All Those Broken Angels
by Peter Adam Salomon
Flux/Llewellyn, 2014
227pp, $9.99 US
ISBN: 978-0-7387-4079-9
A Review by Gene Stewart
At age six, Richard hid his eyes and counted to a hundred while his friend, Melanie, scampered off behind him to hide.
She was never seen again.
Except… when he is 16, a new girl shows up at school, claiming to be Melanie.
Richard isn’t sure because, since she vanished, Melanie’s shadow has haunted him continually, a ghost able to enter his mind, flow on walls, floors, and in corners, and this shadow ghost is the jealous type.
Worse, he knows where bones are buried. The shadow leads him there, to Melanie’s grave. Or is it?
Desperate to find out what’s really going on, Richard and the living Melanie begin investigating and find themselves woven deeply into the fabric of at least a decade of serial murder. Worse, this killer is still active, and now is after them.
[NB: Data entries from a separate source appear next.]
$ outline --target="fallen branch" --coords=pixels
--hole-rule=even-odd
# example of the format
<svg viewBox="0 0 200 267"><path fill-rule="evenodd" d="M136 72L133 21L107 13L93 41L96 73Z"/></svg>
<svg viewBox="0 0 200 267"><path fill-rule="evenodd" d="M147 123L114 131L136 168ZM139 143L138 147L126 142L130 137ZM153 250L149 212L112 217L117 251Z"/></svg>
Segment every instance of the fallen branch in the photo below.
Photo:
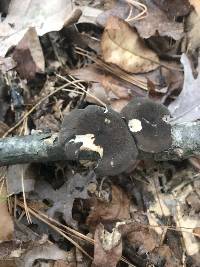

This elegantly-written, concise YA thriller is eerie, well-informed about its people and places, and compels the reader toward a crescendo ending. Although the protagonists are 16 and face typical teenagers’ challenges, this book works as a thriller to please any adult, too. It evokes a place and the people vividly, never strays too far into the surreal, yet offers a lingering sense of a bigger, deeper world than we know, one that surrounds us with what many would call the supernatural. Maybe it’s just us.